Eliminating bottled water from your life is not only good for the environment, it’s good for you. Financially, bottled water is a rip-off, sold at up to 100 times the cost that companies spend to produce it. A gallon of Evian is more than double the price of an expensive gallon of gasoline, so next time you think the oil companies are robbing you, you may want to reconsider. The “Price of a Gallon” website lists other fun comparisons.

From a health standpoint, it is a myth that bottled water is healthier than tap water. Bottled water safety regulations are far less stringent than regulations regarding the tap water that comes out of your sink. In fact, many bottled water companies bottle their product directly from the tap. Studies have found microbes and chemicals in many common brands of bottled water (more info).
Also, the plastic used in bottle manufacturing always leaches small amounts of synthetic chemicals into the water, and the health effects of this have not been closely studied. Your tap water is safe to drink directly from the faucet, but if you can’t stand the taste, a filter can make tap water taste fresh and pure. Just make sure you clean or change your filtering system frequently so harmful bacteria doesn’t grow in it and make you sick.

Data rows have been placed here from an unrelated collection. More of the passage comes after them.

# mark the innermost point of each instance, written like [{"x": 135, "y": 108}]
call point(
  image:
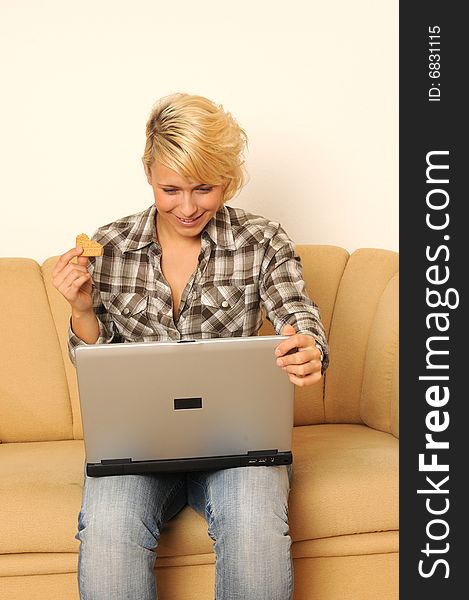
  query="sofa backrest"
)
[
  {"x": 356, "y": 295},
  {"x": 34, "y": 395},
  {"x": 361, "y": 381}
]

Next time you’re out shopping, resist the temptation to purchase bottled water, and instead buy stainless steel reusable bottles for the whole family (At SX3, we’re fans of the Klean Kanteen) – it’s a great holiday gift idea! You’ll save the environment, save money, and be healthier. When you stop by the Sea School with your environmentally friendly hydration gear, we will welcome you with open arms and gladly refill your bottle.

Sanibel Sea School’s campaign to eliminate bottled water from our campus is made possible through a partnership with the Plank-DiCarlo Family Foundation and Klean Kanteen. If you do not have a reusable water bottle with you when you visit the Sea School, we offer loaner bottles, or you can purchase a Klean Kanteen and the profits will help us achieve our goal of saving the ocean, one child at a time.